Расчет этот был вполне справедлив. Оказавшись в любой из стран того самого лагеря, советский человек, особенно из глубинки, реально ощущал пропасть, отделявшую «нас» от «них». Он видел страны и города с другой историей, другой культурой, другим стилем жизни и другим характером отношений между людьми. И делал выводы — не в нашу пользу.

Политический строй не оказывал влияния на видимые стороны жизни. Видимые — тому, кто приехал не с Запада, а с Востока. Кроме богатого (по нашим, конечно, критериям) магазинного ассортимента, особенно впечатляли та самая раскованность, о которой я вел никчемный диалог с партийной чиновницей, совсем другое выражение лиц и вкус к жизни — для наших туристов он зримо воплощался в десятках ресторанчиков и кафе, всегда переполненных и разительно не похожих ни интерьером, ни атмосферой на то, что носило те же названия у нас.
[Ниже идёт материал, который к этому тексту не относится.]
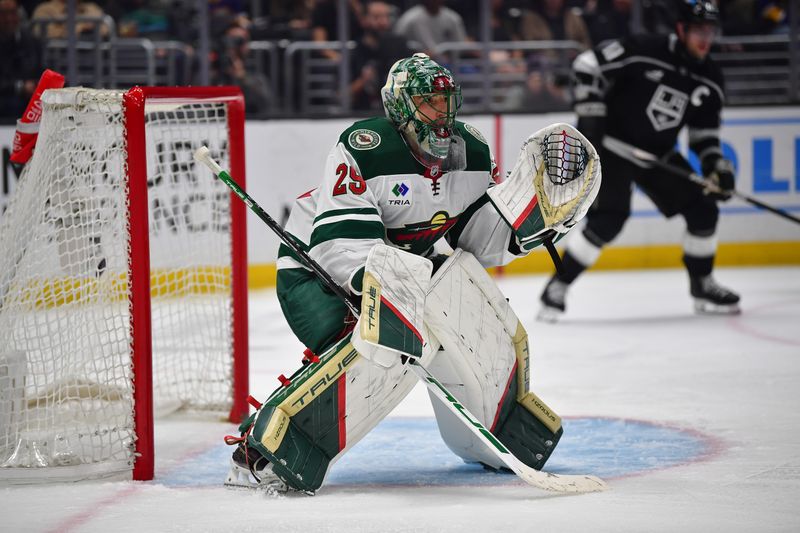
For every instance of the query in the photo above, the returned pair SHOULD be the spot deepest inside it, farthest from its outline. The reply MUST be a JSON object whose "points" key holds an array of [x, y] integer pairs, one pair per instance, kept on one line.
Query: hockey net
{"points": [[122, 281]]}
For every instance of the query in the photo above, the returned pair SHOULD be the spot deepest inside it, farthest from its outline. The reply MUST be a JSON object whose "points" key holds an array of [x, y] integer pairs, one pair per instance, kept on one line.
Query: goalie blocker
{"points": [[470, 337]]}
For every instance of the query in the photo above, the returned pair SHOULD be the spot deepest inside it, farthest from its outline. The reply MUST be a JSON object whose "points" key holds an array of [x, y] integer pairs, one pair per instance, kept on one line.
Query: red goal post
{"points": [[124, 280]]}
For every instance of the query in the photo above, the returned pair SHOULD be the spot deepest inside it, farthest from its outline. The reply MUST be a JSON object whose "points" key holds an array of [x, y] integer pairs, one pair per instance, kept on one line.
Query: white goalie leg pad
{"points": [[554, 181], [392, 306], [483, 343]]}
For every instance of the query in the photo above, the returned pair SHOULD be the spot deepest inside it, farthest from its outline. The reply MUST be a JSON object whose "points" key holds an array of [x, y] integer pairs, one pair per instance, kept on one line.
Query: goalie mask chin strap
{"points": [[551, 249]]}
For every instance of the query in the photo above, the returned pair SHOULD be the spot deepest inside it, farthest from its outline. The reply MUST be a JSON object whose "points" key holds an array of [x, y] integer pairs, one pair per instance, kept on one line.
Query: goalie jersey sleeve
{"points": [[373, 191], [642, 91]]}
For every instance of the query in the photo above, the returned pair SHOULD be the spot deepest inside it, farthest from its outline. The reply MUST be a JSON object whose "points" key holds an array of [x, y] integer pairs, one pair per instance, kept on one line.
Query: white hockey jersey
{"points": [[375, 191]]}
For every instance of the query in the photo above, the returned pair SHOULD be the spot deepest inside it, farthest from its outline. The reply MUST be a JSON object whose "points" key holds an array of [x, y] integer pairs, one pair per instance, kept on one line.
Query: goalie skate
{"points": [[251, 470], [712, 298]]}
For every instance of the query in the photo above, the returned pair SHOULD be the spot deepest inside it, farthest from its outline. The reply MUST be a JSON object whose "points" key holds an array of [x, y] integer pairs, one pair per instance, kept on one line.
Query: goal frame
{"points": [[134, 101]]}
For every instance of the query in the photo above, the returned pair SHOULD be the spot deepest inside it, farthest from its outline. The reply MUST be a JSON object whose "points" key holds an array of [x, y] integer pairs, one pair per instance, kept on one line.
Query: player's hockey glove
{"points": [[720, 180]]}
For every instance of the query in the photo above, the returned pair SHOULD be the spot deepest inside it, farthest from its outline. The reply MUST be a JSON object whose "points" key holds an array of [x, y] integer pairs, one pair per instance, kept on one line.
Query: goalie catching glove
{"points": [[554, 181]]}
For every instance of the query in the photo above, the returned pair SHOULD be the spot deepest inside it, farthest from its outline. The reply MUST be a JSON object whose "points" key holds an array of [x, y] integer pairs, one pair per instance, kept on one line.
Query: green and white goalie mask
{"points": [[421, 99]]}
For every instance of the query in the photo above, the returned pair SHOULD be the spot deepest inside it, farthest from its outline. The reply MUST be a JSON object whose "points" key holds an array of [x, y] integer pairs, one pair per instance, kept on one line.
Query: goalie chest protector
{"points": [[417, 205]]}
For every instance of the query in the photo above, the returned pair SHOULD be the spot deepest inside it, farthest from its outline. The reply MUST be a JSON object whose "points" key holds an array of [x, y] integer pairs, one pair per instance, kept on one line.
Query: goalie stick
{"points": [[699, 180], [544, 480]]}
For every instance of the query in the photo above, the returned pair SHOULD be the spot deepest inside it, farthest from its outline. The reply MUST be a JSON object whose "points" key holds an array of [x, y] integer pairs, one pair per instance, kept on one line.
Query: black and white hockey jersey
{"points": [[642, 90], [374, 191]]}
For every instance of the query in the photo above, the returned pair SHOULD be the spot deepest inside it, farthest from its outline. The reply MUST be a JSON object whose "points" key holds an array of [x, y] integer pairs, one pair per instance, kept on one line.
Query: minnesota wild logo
{"points": [[475, 133], [364, 139], [418, 237]]}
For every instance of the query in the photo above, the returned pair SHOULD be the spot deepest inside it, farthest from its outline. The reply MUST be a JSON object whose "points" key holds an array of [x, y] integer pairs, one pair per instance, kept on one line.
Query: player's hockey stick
{"points": [[643, 155], [542, 480]]}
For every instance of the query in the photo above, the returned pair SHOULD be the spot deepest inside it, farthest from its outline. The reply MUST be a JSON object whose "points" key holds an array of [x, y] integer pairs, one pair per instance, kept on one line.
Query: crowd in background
{"points": [[383, 31]]}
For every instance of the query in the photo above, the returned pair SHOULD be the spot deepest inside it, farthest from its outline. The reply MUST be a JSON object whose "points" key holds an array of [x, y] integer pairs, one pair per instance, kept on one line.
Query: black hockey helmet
{"points": [[698, 12]]}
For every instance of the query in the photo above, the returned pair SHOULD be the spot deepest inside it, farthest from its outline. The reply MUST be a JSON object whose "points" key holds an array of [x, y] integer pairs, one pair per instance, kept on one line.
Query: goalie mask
{"points": [[421, 99]]}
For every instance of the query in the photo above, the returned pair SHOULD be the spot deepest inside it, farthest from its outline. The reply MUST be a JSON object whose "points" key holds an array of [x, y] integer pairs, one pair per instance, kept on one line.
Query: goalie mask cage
{"points": [[122, 280]]}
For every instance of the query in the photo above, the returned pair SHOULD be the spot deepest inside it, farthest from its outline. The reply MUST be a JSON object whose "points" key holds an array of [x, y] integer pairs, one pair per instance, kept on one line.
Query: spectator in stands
{"points": [[429, 24], [551, 20], [324, 23], [504, 13], [738, 17], [774, 16], [607, 19], [658, 16], [144, 18], [540, 93], [20, 61], [375, 54], [284, 19], [57, 9], [231, 70]]}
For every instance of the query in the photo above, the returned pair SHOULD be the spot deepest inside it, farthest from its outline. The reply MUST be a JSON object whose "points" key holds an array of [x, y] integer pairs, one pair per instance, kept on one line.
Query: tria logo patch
{"points": [[654, 75], [364, 139], [399, 194]]}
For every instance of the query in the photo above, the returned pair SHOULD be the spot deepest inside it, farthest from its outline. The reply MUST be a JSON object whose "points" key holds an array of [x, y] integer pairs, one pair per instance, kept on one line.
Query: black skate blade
{"points": [[705, 307]]}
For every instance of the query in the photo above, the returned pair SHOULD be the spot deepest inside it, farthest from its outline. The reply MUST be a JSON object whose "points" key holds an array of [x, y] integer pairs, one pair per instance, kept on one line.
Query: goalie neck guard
{"points": [[421, 99]]}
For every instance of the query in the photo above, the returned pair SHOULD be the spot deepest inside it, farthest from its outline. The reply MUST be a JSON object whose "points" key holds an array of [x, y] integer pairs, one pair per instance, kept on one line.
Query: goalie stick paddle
{"points": [[544, 480], [702, 182]]}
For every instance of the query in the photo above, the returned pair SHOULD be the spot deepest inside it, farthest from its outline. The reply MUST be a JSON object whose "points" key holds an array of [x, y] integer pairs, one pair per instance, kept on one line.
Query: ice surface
{"points": [[693, 420]]}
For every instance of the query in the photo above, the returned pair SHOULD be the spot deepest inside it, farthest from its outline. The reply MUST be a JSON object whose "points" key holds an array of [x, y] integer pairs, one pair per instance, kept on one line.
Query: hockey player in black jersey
{"points": [[636, 95]]}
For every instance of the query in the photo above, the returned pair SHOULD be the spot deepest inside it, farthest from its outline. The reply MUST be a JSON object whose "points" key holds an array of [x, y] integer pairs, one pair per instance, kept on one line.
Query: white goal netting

Так что эйфорию, охватившую чету свердловских инженеров при посещении будапештского кабачка, я хорошо понимаю.

Не помню, в каком именно ресторане разыгралась эта фарсовая, при нормальном подходе к ней, история. Фарсовая, но, увы, очень печальная для тех, кто позволил себе на краткий миг освободиться от внутренней скованности и кандальных цепей, которыми у нас было опутано все. «Нельзя» — это слово сопровождало жизнь несколько поколений наших людей. Мне тоже были всегда по душе эти уютные кабачки, особенно в Буде, иногда занимавшие несколько комнат бывшей чьей-то квартиры, превращенной в уютный салон для совсем не богатых людей: там можно было провести вечер в общении с друзьями под неназойливую музыку цыганского оркестра. Скрипач подходил то к одному столику, то к другому, своим появлением и своей музыкой приглашая откликнуться на нее так, как хочет душа. Иногда из дальнего зальчика вдруг доносился чей-нибудь голос: это посетитель — один или в «хоре» — подпевал скрипачу. Только в стране победившего социализма плебейские мозги узколобых догматиков могли усмотреть криминал в таком естественном поведении человека, никому не мешавшего, никакие устои не подрывавшего.
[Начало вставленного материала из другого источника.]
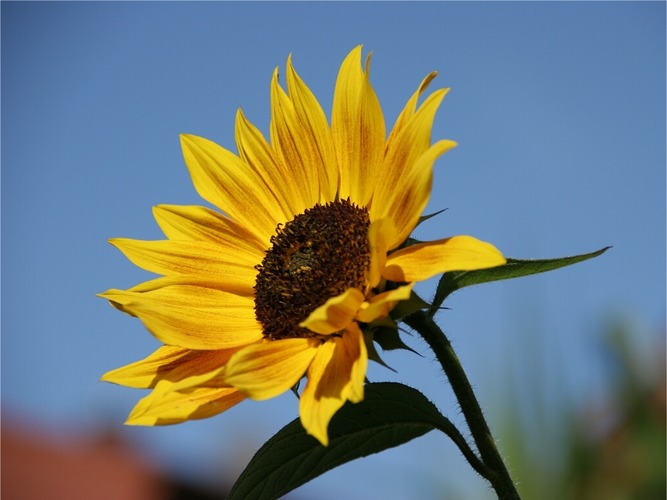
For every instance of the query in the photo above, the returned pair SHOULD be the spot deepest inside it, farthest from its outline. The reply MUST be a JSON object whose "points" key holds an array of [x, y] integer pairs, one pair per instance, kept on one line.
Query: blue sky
{"points": [[559, 111]]}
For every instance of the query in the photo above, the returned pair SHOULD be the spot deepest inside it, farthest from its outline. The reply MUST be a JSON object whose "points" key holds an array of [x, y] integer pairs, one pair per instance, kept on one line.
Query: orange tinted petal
{"points": [[269, 368], [335, 314], [336, 375]]}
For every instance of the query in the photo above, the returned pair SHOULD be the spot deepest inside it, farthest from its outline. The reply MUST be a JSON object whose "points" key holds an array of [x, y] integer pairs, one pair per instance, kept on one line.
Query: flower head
{"points": [[305, 256]]}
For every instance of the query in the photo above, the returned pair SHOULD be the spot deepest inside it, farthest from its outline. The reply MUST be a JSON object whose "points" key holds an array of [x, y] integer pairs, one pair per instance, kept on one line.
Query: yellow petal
{"points": [[165, 407], [379, 233], [335, 314], [203, 224], [336, 375], [280, 180], [233, 262], [290, 145], [186, 367], [192, 317], [409, 109], [315, 132], [358, 129], [380, 305], [145, 374], [459, 253], [409, 164], [201, 281], [266, 369], [223, 179]]}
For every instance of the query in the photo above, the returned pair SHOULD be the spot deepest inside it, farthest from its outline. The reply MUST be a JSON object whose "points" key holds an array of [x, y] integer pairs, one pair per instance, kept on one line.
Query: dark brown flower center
{"points": [[318, 255]]}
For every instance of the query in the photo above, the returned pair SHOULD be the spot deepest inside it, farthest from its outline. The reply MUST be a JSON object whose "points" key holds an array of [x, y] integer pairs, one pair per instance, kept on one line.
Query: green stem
{"points": [[496, 472]]}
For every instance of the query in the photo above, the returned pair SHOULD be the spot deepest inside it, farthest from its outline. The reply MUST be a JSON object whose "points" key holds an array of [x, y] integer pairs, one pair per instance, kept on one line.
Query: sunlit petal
{"points": [[425, 260], [335, 314], [336, 374], [267, 369]]}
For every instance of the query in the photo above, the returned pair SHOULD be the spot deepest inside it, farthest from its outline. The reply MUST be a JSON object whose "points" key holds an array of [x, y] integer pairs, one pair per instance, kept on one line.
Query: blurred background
{"points": [[559, 111]]}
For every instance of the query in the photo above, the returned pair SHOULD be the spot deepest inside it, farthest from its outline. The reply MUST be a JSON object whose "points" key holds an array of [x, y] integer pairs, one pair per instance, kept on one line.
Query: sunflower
{"points": [[307, 255]]}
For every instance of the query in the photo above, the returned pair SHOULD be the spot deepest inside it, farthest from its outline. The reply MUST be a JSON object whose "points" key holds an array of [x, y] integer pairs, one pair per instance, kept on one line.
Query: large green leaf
{"points": [[515, 268], [390, 414]]}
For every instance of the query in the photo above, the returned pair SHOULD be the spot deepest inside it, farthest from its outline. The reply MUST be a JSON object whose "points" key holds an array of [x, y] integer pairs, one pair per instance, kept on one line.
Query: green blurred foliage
{"points": [[613, 448]]}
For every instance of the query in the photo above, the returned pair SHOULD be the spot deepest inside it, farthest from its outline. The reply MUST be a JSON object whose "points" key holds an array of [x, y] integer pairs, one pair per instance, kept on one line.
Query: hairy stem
{"points": [[495, 471]]}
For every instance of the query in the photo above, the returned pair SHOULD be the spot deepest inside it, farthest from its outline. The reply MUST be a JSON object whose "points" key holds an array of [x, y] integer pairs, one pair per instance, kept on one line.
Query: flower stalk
{"points": [[495, 471]]}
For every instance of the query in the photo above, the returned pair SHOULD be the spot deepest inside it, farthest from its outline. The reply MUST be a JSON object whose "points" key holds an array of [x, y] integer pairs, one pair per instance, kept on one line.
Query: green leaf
{"points": [[390, 414], [515, 268]]}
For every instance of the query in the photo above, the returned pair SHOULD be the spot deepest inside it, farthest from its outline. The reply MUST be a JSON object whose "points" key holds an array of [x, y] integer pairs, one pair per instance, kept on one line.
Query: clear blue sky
{"points": [[559, 110]]}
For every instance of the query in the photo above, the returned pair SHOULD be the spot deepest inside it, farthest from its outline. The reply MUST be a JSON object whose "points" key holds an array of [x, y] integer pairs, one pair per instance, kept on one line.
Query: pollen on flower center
{"points": [[316, 256]]}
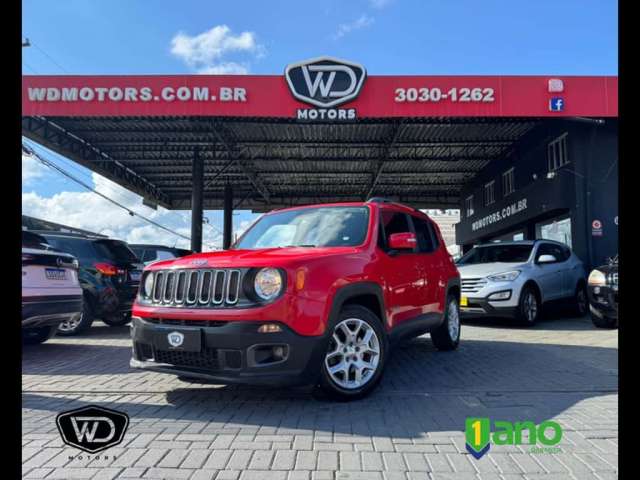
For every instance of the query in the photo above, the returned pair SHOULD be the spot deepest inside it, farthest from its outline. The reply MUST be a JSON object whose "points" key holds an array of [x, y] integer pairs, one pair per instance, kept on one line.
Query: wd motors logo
{"points": [[325, 82], [92, 428]]}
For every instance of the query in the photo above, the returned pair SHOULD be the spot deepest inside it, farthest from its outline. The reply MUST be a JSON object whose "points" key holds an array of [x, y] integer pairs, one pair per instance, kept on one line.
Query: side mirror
{"points": [[547, 259], [402, 241]]}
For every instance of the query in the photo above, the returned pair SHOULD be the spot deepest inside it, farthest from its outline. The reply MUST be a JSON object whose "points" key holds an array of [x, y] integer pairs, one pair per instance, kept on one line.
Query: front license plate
{"points": [[55, 274], [177, 339]]}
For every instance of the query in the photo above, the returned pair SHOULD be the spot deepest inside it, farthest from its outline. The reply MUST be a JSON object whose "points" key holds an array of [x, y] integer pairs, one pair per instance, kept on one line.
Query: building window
{"points": [[508, 186], [468, 206], [557, 154], [489, 193]]}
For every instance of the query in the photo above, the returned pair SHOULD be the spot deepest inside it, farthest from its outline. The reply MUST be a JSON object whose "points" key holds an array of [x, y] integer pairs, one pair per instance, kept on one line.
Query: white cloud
{"points": [[345, 28], [379, 3], [91, 212], [225, 68], [32, 169], [207, 51]]}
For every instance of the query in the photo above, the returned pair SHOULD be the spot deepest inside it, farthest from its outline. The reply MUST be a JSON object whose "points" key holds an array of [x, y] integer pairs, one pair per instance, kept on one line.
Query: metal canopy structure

Модного ныне словечка «менталитет» тогда в ходу еще не было, но огромную разницу этого самого менталитета — всего народа и каждого гражданина в отдельности, — ощутить было не трудно. Опять-таки — между «нами» и «ими», не по своей воле попавшими в общий лагерь.

Принципиальное отличие состояло в чувстве собственного достоинства: «Я — советский человек» и «Я — человек» — эти две формулы отличались друг от друга не только наличием или отсутствием в них одного прилагательного. Они отличались тотально, непримиримо. «Я — человек» означало самодостаточность, лишенную всякой политической и идейной окраски. С добавлением «советский» человеческое достоинство утрачивалось, его место занимала усиленно насаждавшаяся имперско-партийная спесь. Ее носителем принуждали быть каждого, заявившегося из Страны Советов поглазеть на «друзей» и «братьев», — так стоит ли удивляться, что, ставшая уже генетической, ненависть порабощенных к имперско-коммунистической спеси распространялась на каждого, кто доставал из широких штанин свою краснокожую паспортину?

Ненависть чаще всего проявлялась в насмешках. Над советскими смеялись, их сделали героями сотен хлестких анекдотов — это было обидно. Объекты насмешек чаще всего не были виноваты в том, что дома из нормальных людей лепили манекены и муляжи, превращая их в обезличенных «представителей советского образа жизни». Правда, слишком уж легко и безропотно «представители» поддавались лепке, принимая как должное те правила поведения, которые им навязали.

Гигантскую разницу между страной-гегемоном и ее восточноевропейскими вассалами я по-настоящему ощутил в Польше, куда впервые попал в сентябре шестьдесят четвертого года. Остался далеко позади вдохнувший было в поляков надежды октябрь пятьдесят шестого, но, вырванный из тюрьмы и возвращенный на пьедестал как светоч свободы, Владислав Гомулка тогда еще не скурвился окончательно, еще не обнажил свое истинное лицо советского холуя и Лубянского агента, каковым он всегда был. Цензурный хомут сжимался все туже, тайная полиция проникала во все сферы жизни — от этого внутреннее сопротивление становилось лишь интенсивней и глубже, а язвительный польский сарказм — все алее и злее: в нем находил спасение рвавшийся наружу несломленный, вольнолюбивый дух.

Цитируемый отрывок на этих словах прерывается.